Simple examples like this are the incremental approach, the more you use inline ASM, the easier it gets and while there is little speed improvement in a simple example of this type, loops of this type are the building blocks for very high speed loop optimization that comes with practice.

Bob Zale's implimentation of LOCAL for placing parameters on the stack is very well done.

  In MASM,
        LOCAL wc   :WNDCLASSEX
  In PowerBASIC
        LOCAL wc as WNDCLASSEX

Using the LOCAL capacity is a very tidy way of allocating what are normally called automatic stack variables. The Intel data recommends using LOCAL stack variables placed in decending order of size for performance reasons.
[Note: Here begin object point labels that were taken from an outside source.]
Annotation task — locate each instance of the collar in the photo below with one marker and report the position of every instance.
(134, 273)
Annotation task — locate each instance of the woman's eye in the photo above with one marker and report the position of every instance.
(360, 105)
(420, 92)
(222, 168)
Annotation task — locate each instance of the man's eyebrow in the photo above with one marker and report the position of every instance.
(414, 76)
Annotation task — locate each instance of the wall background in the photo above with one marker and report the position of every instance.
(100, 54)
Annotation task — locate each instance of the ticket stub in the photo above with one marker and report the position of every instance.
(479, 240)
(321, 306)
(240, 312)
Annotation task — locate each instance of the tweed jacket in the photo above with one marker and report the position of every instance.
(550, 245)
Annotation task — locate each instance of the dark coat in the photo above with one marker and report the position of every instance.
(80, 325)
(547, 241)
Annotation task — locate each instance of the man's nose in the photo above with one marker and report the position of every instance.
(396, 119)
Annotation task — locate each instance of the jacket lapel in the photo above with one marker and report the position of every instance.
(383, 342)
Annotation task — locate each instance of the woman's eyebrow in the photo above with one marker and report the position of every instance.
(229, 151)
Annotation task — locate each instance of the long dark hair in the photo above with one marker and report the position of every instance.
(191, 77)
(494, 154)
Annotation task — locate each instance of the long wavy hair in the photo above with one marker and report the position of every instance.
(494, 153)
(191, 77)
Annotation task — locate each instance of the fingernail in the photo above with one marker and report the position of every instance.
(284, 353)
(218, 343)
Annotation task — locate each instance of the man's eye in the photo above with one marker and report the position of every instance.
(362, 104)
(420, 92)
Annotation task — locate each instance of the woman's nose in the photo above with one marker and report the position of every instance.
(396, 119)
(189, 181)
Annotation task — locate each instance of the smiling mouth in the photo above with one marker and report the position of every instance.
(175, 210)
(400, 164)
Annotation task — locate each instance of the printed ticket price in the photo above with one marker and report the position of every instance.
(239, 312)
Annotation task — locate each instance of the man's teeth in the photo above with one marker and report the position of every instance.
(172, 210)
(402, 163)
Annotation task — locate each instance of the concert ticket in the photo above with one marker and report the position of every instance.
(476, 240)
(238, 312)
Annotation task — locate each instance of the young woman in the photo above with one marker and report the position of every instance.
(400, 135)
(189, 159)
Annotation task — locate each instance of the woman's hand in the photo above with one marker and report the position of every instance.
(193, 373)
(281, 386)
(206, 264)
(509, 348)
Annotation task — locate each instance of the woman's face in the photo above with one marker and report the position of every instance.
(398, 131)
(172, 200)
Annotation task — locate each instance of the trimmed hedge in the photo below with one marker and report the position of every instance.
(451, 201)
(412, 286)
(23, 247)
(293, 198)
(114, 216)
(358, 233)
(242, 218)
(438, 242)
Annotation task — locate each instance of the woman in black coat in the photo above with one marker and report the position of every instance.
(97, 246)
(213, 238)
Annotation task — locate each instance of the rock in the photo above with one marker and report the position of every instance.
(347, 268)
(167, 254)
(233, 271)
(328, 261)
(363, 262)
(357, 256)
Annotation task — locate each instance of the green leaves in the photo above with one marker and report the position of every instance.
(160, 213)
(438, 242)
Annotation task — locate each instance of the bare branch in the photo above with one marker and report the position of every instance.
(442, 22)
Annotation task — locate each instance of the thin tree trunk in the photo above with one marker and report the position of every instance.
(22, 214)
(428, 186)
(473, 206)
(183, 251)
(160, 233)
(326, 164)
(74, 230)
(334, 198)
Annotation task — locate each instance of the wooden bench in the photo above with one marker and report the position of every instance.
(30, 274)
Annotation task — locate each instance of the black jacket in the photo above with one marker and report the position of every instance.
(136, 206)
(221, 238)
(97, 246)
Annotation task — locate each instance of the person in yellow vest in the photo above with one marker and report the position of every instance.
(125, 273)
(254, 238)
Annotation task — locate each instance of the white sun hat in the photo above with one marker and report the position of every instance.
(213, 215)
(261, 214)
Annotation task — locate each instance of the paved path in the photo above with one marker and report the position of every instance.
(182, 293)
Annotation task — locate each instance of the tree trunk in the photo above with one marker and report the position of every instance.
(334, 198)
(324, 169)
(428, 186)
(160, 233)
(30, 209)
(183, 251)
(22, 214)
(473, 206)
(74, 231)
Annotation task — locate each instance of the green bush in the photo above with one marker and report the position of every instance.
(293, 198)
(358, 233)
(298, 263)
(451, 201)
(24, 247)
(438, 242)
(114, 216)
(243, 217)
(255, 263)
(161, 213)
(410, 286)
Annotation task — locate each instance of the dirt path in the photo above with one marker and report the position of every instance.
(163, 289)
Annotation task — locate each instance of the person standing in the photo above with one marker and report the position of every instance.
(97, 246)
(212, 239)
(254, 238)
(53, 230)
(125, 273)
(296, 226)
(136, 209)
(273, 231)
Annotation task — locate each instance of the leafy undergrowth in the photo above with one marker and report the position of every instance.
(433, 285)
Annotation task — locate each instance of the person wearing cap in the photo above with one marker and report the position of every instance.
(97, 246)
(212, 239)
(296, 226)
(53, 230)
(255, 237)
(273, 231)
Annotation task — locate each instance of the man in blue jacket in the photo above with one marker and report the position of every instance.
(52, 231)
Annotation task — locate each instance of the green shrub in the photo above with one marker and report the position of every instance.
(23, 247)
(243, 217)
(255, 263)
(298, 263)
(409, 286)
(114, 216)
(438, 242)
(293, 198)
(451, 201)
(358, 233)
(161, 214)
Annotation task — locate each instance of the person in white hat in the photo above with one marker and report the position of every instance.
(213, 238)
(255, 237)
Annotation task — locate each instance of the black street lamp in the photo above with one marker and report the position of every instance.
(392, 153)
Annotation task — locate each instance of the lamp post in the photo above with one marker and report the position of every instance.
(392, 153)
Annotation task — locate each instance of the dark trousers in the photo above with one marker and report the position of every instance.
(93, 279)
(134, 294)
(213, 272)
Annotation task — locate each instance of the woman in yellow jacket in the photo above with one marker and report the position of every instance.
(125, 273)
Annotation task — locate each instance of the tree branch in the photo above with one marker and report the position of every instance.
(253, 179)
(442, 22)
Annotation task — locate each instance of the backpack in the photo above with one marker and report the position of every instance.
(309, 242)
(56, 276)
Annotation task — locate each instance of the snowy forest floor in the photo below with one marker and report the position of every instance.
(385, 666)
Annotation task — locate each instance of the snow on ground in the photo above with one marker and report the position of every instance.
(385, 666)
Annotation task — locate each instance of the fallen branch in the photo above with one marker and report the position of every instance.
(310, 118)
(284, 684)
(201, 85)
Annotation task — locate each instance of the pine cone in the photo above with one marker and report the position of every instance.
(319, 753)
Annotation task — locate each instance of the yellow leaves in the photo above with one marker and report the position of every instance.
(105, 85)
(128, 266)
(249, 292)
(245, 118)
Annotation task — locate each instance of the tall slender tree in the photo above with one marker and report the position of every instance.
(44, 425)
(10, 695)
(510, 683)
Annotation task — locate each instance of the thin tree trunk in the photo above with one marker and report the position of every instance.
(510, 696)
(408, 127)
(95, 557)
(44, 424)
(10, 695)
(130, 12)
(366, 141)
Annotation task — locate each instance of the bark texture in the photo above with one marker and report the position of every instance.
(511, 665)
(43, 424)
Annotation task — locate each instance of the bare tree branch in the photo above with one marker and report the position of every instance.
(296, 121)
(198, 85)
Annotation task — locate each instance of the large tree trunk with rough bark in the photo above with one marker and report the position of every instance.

An empty function for writing inline ASM is as follows,


FUNCTION FunctionName(ByVal var1 as LONG, ByVal var2 as LONG) as LONG

LOCAL lvar1 as LONG
LOCAL lvar2 as LONG

' paramaters passed to the function
' as well as LOCAL parameters can
' be referenced directly in assembler

FUNCTION = lvar2



A point that has been sold by most is the need to use proper 32 bit size variables to take advantage of the processor's performance. Always use 32 bit registers for counters, string manipulation etc... it is simply faster to use a 32 bit processor in native 32 bit mode than 8 or 16 bit compatibility mode. The other thing is of course that you have a theoretical 4 gig counter range, not the 64k by using WORD size registers.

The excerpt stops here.